Ellen DeGeneres Slammed For Comparing Mansion Quarantine To 'Being In Jail'
Today in which celebrity embarrasses themselves in quarantine: Ellen DeGeneres would like your attention.
The daytime talk show host relaunched her eponymous talk show after a three-week hiatus amid the coronavirus pandemic and offered up the expected platitudes (“I want to set you free”) and some celebrity guests (John Legend and Chrissy Teigen, of course).
But she also managed to spark some backlash for joking, from her palatial mansion in Southern California, that “One thing I’ve learned from being in quarantine is that ... this is like being in jail.”
“Mostly because I’ve been wearing the same clothes for 10 days and everyone in here is gay,” she quipped in a YouTube video that’s racked up hundreds of thousands of views.
While making the underfunded and crumbling criminal justice system the punchline of a joke isn’t the best move in any climate, the incarcerated population is particularly in jeopardy during the ongoing public health crisis, as coronavirus sweeps through prisons across the country at an alarming rate.
Amid calls for nonviolent offenders to be released on bail during the pandemic, steadily increasing numbers of inmates have tested positive for the respiratory virus. The Rikers Island jail complex in New York has been one of the hardest-hit facilities, with confirmed cases for 167 inmates and 137 staff members, as social distancing is a near impossibility due to overcrowding.
On Sunday, an inmate at the Rikers became the first in a city jail to die after contracting COVID-19, the disease caused by the novel coronavirus.
So, naturally, DeGeneres’ joke didn’t sit well with many on social media.
What a great look for Ellen as thousands of people sit in actual jail cells just hoping for the best without soap and basic protections https://t.co/RBytt0Kl4B
— Caroline Darya Framke (@carolineframke) April 7, 2020
People are literally dying in jail from COVID-19 while Ellen is out here making jokes about it. https://t.co/Z8cdnMDF5b
— Rebecca Kavanagh (@DrRJKavanagh) April 8, 2020
People so far from being impacted by the criminal justice system love to use it as free labor and punch lines. Fuck you Ellen. Quarantine isn’t jail. Fame isn’t jail. Jail is jail. https://t.co/sgea84nk0q
— gia onomatopoeia (@missgiagiagia) April 7, 2020
My 19 year old daughter is considered an "essential employee". She's a fast food worker. She's exposed EVERY DAY.
No one GAF about Ellen's privilege pampers a$$ stuck in her mansion.

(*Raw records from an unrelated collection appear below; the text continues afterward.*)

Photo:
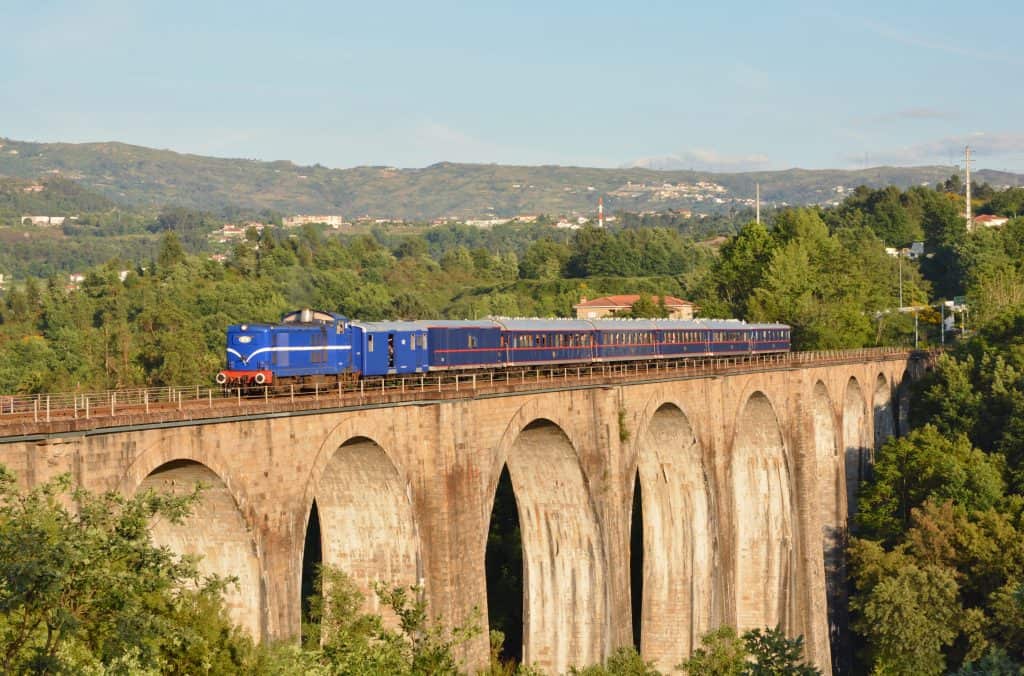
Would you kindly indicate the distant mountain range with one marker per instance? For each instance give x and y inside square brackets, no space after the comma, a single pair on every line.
[152,178]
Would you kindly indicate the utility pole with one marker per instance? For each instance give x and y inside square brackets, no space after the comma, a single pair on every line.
[942,323]
[967,167]
[900,265]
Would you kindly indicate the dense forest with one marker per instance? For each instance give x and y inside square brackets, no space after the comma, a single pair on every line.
[936,553]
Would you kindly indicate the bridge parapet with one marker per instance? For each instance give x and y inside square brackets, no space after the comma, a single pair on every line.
[23,415]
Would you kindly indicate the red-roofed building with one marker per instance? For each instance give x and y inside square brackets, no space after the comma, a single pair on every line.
[990,220]
[609,305]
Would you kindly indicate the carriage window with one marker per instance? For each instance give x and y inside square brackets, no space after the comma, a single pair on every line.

Show me @ellen working the lines @ the grocery store. NO mask, NO gloves. Then I might care.— Share the Realness🌹🦺✊🏽#Bernie2020 (@opnmindtexas) April 7, 2020
Her prison crack notwithstanding, DeGeneres offered her gratitude toward essential workers and others on the frontlines during the coronavirus crisis.
“Usually I walk out and people applaud me, but today I’m applauding you — nurses, doctors, hospital staff, first responders, supermarket employees, truck drivers, everyone who keeps us going, thank you so much,” she said.
DeGeneres has yet to respond to the backlash, but she’s not exactly a stranger to the internet turning against her.
She courted a fair bit of controversy last year stemming from photos of herself palling around with former President George W. Bush despite his poor track record on LGBTQ rights, among other issues.